遗憾的是,在本土,以唐慧案为例,唐慧被性侵的11岁女儿的性道德,居然成为了某些媒体作出判断时的重要考量依据。有若干媒体罔顾乐乐年仅11岁的事实,不断强化乐乐身体成熟、不上学耽溺游乐、在熘冰场主动结识男性的各种细节,或明或暗地暗示乐乐自己“不是好东西”,这样的逻辑和上世纪70年代欧美警察无异。“因为在一个男性权力社会下,对于敢于控诉自己被性侵的妇女,本身就是对男性性霸权的集体无意识的冒犯。整个社会的第一反应不是保护同情,而是本能地要给这个秩序的破坏者予以惩罚和规训。”但随着妇女人权运动的进展,多数国家都已经采用了较为文明的做法。当然,在伊朗等国,还存在更古老的野蛮做法:“将受害人也用石头砸死。”——实际上,在公开舆论中审判质疑受害人是否“行为不端”与用石头砸她也没什么本质区别。

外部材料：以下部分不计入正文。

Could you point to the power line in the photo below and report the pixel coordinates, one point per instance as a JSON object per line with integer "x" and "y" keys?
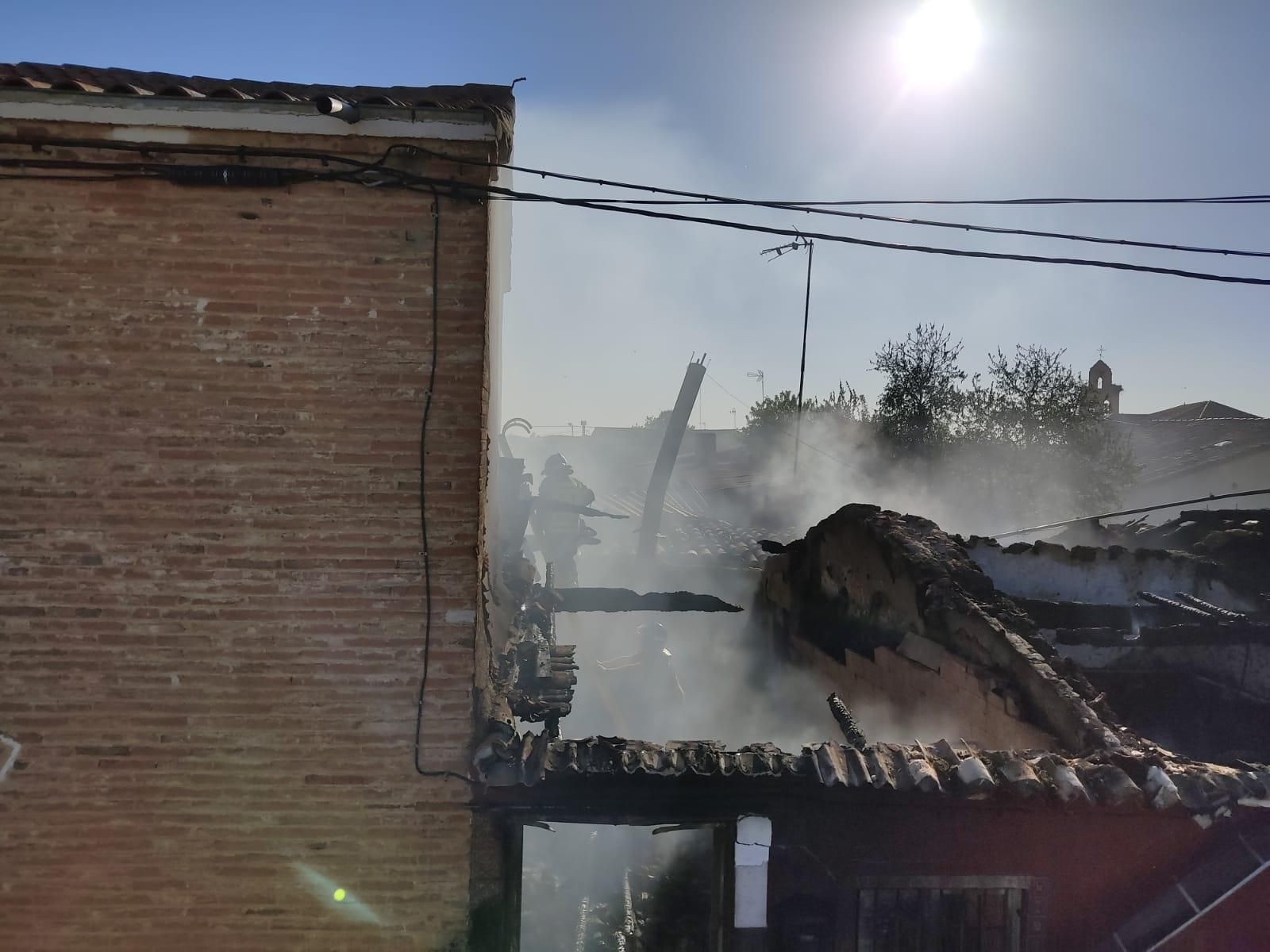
{"x": 835, "y": 209}
{"x": 387, "y": 177}
{"x": 956, "y": 226}
{"x": 844, "y": 463}
{"x": 1132, "y": 512}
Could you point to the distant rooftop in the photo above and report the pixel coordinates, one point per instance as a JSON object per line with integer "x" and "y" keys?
{"x": 1202, "y": 410}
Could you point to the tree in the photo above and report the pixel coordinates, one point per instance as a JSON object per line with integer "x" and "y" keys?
{"x": 921, "y": 399}
{"x": 1039, "y": 441}
{"x": 658, "y": 423}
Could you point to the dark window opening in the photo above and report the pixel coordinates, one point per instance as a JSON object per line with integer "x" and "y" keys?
{"x": 941, "y": 920}
{"x": 600, "y": 888}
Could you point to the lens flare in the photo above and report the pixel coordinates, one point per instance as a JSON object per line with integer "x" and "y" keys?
{"x": 939, "y": 42}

如果在法庭上、媒体上都可以合法地砸受害人“石头”,我们指望羔羊不再沉默,奋起保护自己,那等于希望石头上流出清泉来。扒光受害人的衣服用放大镜拷问只会助长犯罪,让更多羔羊忍气吞声,黄蓉没有洪七公的帮助,也抵挡不了欧阳克,羔羊反抗豺狼的前提是给她穿上软猬甲。
围栏在哪里?
从124年前,第一部儿童福利保障法在英国诞生以来,21世纪被世界称为“儿童的黄金世纪”,多数国家都成为《儿童权利公约》的缔约国,也相继出台了完善的儿童福利保障法,预防儿童被虐待和忽视。这样的法律设计基于一个前提“零缺陷、零容忍”。甚至到了“宁可错枉一千,也不放过一个”的严苛程度。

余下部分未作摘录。